EMPLOI - L'économiste Eric Heyer réagit aux annonces de Christine Lagarde...
La ministre de l'Economie Christine Lagarde a dressé ce mercredi matin un premier bilan assez positif de la défiscalisation des heures supplémentaires en annonçant qu'environ 500.000 entreprises y avaient eu recours. Eric Heyer, chercheur à l'Observatoire français des conjonctures économiques, analyse la portée de la mesure, mise en place en octobre 2007.
Les chiffres annoncés mardi par Christine Lagarde sont-ils une bonne nouvelle?
Il faut être très prudent avec ce premier bilan, qui peut dire tout et son contraire. La mesure de défiscalisation des heures supplémentaires n'est entrée en vigueur qu'en octobre 2007, on a très peu de recul. Le budget de la mesure a été calculé sur une base de 900 millions d'heures supplémentaires par an, ce qui correspond à une dépense de 6,5 milliards d'euros pour l'Etat. Les premiers chiffres disponibles pour le dernier trimestre 2007 font état de 114 millions d'heures supplémentaires utilisées par les entreprises. Ce qui équivaut à environ 600 millions d'heures supplémentaires, en moyenne, sur une année. Soit un tiers de moins que le résultat espéré par le ministère. Les chiffres ne sont donc pas si exceptionnels que ça. En revanche, c'est une bonne nouvelle pour les finances publiques: ça a coûté moins cher que prévu à l'Etat.

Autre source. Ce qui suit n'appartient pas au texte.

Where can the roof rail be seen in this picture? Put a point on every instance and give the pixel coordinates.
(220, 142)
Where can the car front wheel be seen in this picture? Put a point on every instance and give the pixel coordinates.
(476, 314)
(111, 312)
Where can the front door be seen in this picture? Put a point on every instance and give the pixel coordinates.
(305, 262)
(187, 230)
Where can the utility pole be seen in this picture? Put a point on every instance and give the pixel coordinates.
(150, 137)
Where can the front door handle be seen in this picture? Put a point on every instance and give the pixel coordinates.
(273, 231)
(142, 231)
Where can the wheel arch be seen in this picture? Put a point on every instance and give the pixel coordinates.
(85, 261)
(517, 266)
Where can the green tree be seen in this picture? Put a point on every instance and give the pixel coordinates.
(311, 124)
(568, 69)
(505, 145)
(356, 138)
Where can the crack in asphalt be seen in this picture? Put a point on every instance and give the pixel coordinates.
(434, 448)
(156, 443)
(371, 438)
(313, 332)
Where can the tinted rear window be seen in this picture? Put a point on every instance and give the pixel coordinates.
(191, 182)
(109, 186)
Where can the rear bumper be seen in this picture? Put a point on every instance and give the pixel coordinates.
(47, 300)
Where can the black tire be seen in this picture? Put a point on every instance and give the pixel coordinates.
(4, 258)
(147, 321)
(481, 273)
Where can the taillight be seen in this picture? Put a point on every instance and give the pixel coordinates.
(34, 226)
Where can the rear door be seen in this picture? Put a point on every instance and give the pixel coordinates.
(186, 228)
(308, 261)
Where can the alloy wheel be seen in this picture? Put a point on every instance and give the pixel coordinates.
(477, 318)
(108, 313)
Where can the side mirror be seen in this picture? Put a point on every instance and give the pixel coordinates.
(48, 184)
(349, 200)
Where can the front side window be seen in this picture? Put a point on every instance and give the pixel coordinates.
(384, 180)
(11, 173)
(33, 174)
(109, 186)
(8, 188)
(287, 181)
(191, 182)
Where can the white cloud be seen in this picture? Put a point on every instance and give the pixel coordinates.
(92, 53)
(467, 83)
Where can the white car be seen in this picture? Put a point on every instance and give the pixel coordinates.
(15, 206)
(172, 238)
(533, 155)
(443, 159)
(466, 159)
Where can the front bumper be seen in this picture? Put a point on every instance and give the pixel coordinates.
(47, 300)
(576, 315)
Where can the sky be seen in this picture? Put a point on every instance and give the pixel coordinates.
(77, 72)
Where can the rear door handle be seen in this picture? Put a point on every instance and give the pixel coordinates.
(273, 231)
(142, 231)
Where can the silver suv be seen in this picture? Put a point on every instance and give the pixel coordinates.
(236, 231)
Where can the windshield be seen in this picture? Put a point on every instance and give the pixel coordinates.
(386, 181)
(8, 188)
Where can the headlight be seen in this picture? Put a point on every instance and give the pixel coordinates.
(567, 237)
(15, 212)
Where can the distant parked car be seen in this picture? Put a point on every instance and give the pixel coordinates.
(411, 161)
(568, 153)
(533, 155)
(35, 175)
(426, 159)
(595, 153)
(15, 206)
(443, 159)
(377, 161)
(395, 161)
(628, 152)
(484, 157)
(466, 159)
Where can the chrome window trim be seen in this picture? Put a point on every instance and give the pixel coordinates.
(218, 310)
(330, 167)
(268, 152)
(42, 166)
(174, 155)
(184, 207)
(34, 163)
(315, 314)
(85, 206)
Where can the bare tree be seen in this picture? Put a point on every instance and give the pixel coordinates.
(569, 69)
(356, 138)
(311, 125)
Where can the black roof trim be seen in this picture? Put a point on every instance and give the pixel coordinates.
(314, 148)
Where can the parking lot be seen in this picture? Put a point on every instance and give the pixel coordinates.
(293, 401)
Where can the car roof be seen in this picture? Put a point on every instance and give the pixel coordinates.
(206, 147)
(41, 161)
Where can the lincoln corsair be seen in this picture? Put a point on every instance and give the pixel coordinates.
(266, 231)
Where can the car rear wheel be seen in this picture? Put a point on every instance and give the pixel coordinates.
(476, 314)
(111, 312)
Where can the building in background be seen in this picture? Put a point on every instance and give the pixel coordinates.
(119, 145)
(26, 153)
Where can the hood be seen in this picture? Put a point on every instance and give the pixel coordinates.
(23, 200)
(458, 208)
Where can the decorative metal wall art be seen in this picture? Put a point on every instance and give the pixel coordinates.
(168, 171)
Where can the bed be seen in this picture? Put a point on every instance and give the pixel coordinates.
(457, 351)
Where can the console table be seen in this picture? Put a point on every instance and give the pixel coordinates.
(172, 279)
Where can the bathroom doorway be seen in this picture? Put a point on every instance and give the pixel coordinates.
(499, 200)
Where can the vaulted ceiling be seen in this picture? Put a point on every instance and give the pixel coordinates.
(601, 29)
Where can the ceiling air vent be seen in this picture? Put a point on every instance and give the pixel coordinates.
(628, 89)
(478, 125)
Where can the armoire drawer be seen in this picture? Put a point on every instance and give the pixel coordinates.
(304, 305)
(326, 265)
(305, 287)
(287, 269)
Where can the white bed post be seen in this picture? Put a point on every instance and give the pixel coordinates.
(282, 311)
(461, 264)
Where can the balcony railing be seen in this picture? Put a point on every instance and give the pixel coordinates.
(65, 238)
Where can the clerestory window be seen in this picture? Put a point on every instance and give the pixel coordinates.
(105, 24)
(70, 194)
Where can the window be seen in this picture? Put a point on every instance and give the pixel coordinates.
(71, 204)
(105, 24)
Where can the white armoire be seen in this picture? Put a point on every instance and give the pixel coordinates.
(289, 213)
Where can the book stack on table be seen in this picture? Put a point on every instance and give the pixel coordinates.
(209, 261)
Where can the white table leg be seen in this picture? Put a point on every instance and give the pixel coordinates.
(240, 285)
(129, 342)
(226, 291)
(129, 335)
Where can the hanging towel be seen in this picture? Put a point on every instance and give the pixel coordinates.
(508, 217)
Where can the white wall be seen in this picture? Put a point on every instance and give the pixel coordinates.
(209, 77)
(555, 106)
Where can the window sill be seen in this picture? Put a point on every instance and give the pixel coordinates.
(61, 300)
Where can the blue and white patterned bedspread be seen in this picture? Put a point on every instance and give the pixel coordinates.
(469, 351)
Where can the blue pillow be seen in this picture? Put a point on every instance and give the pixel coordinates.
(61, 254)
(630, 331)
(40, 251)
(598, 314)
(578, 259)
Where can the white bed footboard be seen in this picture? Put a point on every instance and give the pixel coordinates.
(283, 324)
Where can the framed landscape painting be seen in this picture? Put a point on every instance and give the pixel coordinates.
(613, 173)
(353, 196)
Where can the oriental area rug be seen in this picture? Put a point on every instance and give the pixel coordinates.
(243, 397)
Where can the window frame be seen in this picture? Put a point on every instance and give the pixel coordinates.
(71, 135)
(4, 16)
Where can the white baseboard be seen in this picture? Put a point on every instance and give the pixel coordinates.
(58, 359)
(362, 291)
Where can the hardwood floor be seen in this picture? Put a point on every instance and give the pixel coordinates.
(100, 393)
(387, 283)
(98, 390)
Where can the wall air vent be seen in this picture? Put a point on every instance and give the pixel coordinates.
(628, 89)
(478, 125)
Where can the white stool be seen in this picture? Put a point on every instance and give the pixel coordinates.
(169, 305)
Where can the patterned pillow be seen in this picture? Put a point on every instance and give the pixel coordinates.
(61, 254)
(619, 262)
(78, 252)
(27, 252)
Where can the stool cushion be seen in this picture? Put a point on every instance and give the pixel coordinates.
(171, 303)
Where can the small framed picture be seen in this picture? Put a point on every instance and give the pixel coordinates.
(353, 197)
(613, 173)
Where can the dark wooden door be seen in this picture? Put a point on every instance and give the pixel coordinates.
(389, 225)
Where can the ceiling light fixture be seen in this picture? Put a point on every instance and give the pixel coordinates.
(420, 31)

Ca signifie aussi que la mesure n'est pas aussi plébiscitée que le gouvernement l'aurait souhaité.
Mais un demi million d'entreprises (sur un total de 2,651 milliards selon les derniers chiffres) ont tout de même eu recours aux heures supplémentaires, c'est beaucoup...
Le problème, c'est qu'on ne sait pas ce que cachent ces chiffres. C'est trop tôt pour le dire. Il y a sans doute eu un effet incitatif, l'appel de la nouveauté, mais c'est aller trop vite en besogne que d'affirmer que c'est une réussite. La grande question est de savoir si ces heures supplémentaires sont conjoncturelles ou structurelles. C'est-à-dire qu'on ne sait pas si elles sont liées à un regain d'activité de l'entreprise ou plutôt à un choix d'organisation du travail. Par exemple, lors du passage aux 35 heures, beaucoup de petites entreprises ont choisi de rester sur une semaine de 39 heures et de payer 4 heures supplémentaires par semaine à leurs salariés. C'est un choix structurel, qui ne correspond pas à une augmentation de l'activité. Dans ce cas, ça pose problème parce que ça ne favorise pas l'emploi.
Selon vous, les entreprises n'utilisent pas plus les heures supplémentaires qu'avant?
C'est difficile de savoir, parce qu'on peut penser que certaines entreprises déclarent des heures supplémentaires, ce qu'elles ne faisaient pas avant. Maintenant, c'est déclaré car c'est aidé, même si l'opération n'est pas mirifique pour les entreprises. La mesure ne profite vraiment qu'aux entreprises de moins de 20 salariés , qui reçoivent une compensation forfaitaire plus importante que les autres, à hauteur de 1,5 euro par heure supplémentaire payée.
A qui profite cette mesure, finalement?
Elle profite aux salariés évoluant dans des entreprises qui peuvent les faire travailler plus. A priori, ça n'incite pas vraiment les gens à travailler plus pour gagner plus comme on l'a souvent entendu, pour la bonne raison que ça concerne des salariés qui avaient déja la possibilité de faire des heures supplémentaires. C'est travailler autant et gagner mieux, plutôt. Pour le salarié, la mesure est profitable: il est mieux payé et ses heures sup sont exonérées d'impôts. La défiscalisation soutient le pouvoir d'achat et, donc par effet de ricochet la consommation. Sur le long terme, ça devrait également relancer la croissance, et donc créer des emplois. Mais dans le même temps, ça plombe les finances publiques. Ce qui pourrait pousser l'Etat à augmenter certains prélèvements pour remplir les caisses.